PostgreSQL vs ClickHouse: Filtering and Sorting
Introduction
Using a database-per-service approach in a microservice architecture is standard practice for good reason. It allows each microservice to be independently maintainable and deployable. The downside appears when a client needs a single datagrid assembled from multiple services, with sorting and filtering across any column.
In that model, one service has to fetch data from the others, assemble the combined result set in memory, then sort, filter, and page before returning a response. That can work at small scale, but it does not scale well as row counts grow.
The two alternatives explored here are a shared PostgreSQL database with logical schemas and a cross-schema view for read-heavy grid queries, and a ClickHouse read-only projection that combines data across services for analytical-style reads.
I set up performance tests for all three approaches in https://github.com/markorskip/olap-vs-api-performance-test. The benchmark stack uses Spring Boot, PostgreSQL, and ClickHouse. I tested datasets of 1K, 10K, 100K, 1M, 10M, and 100M rows. I was not able to load 1 billion rows on my laptop.
I ran everything locally in Docker and verified the results both through the browser and with Python scripts.
Benchmark Summary
This document summarizes the benchmark runs captured from the local Docker-based benchmark stack on 2026-03-19. Each dataset size was loaded into PostgreSQL using the repo’s dataset presets, ClickHouse was refreshed from PostgreSQL after each load, and query latency was measured through POST /api/grid/orders/benchmark with 3 iterations using page=0, size=100, sortBy=orderedAt, and sortDirection=desc.
For test practicality, the harness used a single PostgreSQL instance even for the API aggregation scenario. That does not materially change what scenario 1 is measuring in this article. The primary cost in that scenario is the application-layer fan-out, in-memory join, sort, filter, and pagination performed by the grid service. Whether the source data sits in one physical PostgreSQL instance or in several service-owned PostgreSQL instances is not the main variable in this benchmark, because the aggregation still happens in the microservice rather than in the database.
The data model in this benchmark is intentionally synthetic.
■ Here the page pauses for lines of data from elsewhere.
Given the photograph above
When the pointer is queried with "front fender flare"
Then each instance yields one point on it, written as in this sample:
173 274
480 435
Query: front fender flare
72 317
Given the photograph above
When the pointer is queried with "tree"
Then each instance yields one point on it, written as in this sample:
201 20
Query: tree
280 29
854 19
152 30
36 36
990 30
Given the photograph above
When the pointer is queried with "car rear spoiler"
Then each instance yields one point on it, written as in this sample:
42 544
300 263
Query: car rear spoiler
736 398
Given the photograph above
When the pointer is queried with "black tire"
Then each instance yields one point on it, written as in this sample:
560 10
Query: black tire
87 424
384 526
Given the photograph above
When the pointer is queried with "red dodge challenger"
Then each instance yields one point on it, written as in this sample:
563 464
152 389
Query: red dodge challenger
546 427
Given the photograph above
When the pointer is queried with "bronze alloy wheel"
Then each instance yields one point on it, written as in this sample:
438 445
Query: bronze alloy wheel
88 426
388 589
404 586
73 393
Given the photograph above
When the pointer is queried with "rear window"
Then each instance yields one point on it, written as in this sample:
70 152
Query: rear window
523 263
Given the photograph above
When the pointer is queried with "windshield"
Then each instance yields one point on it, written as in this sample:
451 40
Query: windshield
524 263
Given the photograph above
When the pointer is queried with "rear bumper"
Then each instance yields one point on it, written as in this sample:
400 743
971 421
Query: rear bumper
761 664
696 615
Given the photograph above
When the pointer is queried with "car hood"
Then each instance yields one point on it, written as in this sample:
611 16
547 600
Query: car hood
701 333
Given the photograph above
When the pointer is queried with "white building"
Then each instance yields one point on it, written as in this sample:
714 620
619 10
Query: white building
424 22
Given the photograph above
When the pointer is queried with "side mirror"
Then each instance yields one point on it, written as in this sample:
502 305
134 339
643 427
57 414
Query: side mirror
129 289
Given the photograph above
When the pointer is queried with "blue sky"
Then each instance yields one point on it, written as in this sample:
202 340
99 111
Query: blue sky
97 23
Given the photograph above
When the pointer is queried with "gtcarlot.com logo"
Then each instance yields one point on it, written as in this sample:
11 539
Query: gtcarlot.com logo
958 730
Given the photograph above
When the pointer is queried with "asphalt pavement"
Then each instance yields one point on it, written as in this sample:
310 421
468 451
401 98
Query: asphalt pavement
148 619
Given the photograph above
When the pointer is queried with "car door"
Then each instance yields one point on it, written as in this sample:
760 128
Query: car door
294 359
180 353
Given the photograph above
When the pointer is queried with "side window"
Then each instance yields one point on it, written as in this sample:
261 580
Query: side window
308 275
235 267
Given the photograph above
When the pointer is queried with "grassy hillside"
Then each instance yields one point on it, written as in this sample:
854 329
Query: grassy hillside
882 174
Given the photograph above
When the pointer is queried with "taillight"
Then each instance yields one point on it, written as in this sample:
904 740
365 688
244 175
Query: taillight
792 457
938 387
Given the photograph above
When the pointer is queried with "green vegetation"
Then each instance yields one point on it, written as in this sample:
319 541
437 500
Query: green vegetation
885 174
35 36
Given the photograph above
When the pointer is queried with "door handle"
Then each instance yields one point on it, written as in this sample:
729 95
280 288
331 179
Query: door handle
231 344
Orders, customers, and products are only example entities used to create a repeatable joined grid workload. The goal is not to model a specific production domain, but to test how different architectural read patterns behave under the same logical access pattern as row counts grow.
The reason for this benchmark is architectural rather than purely technical. The current application behavior is an API aggregation pattern: the grid service reads orders from one source, calls other services for related customer and product data, then joins, sorts, and pages the result in application memory. That matches the current microservice-friendly approach, but it becomes expensive as data volume grows because every query has to coordinate multiple data sources and materialize more rows inside the application.
This project benchmarks that current approach against two alternatives that map directly to the architectural decision under consideration:
API aggregation in memory: keep the current approach, with aggregation and sorting in the application layerSingle PostgreSQL database with logical schemas: move read-heavy grid queries into one operational database while preserving domain separation through schemasClickHouse read-only projection: keep operational ownership elsewhere, but expose the grid from a read-optimized analytical store refreshed from source data
In practical terms, the question is not just which query is faster. The question is whether the current API aggregation pattern should remain the primary read path, whether those reads should be consolidated into one PostgreSQL database with logical separation, or whether they should move to a dedicated read-only ClickHouse projection. The benchmark is meant to show where the current API aggregation model stops scaling, where a schema-separated PostgreSQL approach starts to degrade, and where a ClickHouse projection becomes worth the refresh and storage overhead.
Architecture Diagrams
The diagrams below show the conceptual deployment models each benchmark scenario represents. The benchmark harness itself is simplified as described above.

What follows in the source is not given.